Dans le courant du mois de septembre, S. Bolivar était arrivé au Port-au-Prince, encore en fugitif. Quand il partit des Cayes, en avril, il se rendit avec sa flotille à l’île de la Margarita. Le 31 mai, il opéra le débarquement de ses troupes sur la Côte-Ferme, à Carupano où deux de ses meilleurs généraux, Mariño et Piar, se séparèrent de lui pour aller recruter des forces dans l’intérieur. Bolivar se porta alors à Ocumare où il débarqua le 3 juillet. Le 6, dans une proclamation aux liabitans de Venezuela, il décréta « la liberté générale des esclaves, » comme il l’avait déjà fait à la Margarita et à Carupano. « Nos malheureux frères qui endurent l’esclavage, dit-il, sont dès ce moment, déclarés libres. Les lois de la nature et de l’humanité, et le gouvernement lui-même réclament leur liberté. Désormais, il n’y aura dans Venezuela qu’une classe d’habitans : tous seront citoyens. »

Après ce nouvel acte, où il tenait pour la troisième fois sa parole donnée à Pétion, il se rendait à Valencia, lorsque le 10 juillet, il rencontra le général Morales, Espagnol royaliste, qui le vainquit dans un combat. Contraint de fuir, Bolivar revint à Ocumare où il s’embarqua sur la Diane, bâtiment des indépendans. Il se dirigeait avec toute la flotille à l’île hollandaise de Buenos-Ayres, quand l’amiral Brion le joignit et le persuada de retourner auprès de ses compagnons d’armes. Maisayant rejoint Mariño et Piar, ces deux généraux l’accablèrent de reproches, et Piar menaça de le faire arrêter et juger : ce qui l’indigna et le porta à se rembarquer et à revenir à Haïti[10].
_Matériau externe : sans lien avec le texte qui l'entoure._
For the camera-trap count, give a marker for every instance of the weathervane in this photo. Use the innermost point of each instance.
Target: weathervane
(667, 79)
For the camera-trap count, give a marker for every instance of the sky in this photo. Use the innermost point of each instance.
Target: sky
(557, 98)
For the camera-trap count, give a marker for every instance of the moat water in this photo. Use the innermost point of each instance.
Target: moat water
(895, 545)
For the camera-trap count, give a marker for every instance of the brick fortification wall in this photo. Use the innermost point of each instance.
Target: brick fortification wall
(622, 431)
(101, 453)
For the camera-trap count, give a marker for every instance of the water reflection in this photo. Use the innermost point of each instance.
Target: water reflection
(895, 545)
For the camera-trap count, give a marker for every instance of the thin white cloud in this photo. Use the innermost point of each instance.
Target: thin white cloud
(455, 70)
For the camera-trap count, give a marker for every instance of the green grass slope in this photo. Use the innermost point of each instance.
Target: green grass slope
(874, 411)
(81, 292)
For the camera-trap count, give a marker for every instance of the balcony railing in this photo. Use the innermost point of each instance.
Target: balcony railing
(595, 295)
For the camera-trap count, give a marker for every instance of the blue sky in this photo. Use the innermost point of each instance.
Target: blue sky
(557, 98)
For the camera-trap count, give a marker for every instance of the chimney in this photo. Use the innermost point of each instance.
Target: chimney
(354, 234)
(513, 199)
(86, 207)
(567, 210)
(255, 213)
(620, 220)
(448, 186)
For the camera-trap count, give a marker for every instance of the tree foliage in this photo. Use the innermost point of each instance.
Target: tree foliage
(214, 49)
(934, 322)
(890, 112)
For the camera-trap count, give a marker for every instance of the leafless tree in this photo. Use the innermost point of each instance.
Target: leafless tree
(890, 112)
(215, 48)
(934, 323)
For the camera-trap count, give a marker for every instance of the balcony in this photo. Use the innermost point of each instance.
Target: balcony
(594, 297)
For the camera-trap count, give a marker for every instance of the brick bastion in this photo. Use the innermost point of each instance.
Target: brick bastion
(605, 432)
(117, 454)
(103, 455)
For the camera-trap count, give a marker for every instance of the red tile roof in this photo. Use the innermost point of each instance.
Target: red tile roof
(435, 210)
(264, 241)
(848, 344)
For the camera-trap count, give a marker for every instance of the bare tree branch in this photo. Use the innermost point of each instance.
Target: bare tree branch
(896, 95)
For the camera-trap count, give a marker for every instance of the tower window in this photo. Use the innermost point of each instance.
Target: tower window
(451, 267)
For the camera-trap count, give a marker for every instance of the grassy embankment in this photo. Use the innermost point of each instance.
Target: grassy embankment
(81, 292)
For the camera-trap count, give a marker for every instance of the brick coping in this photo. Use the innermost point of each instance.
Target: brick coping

Ayant si loyalement rempli les promesses qu’il fit à Pétion, relativement aux esclaves, Bolivar ne pouvait qu’en, recevoir de nouveau on accueil distingué, quoi qu’en ait dit Ducoudray Holstein, qui a écrit l’histoire de sa vie. Pétion savait que tout militaire est sujet à des revers, et que le principe de la liberté générale, une fois proclamé dans le Venezuela, porterait nécessairement son fruit.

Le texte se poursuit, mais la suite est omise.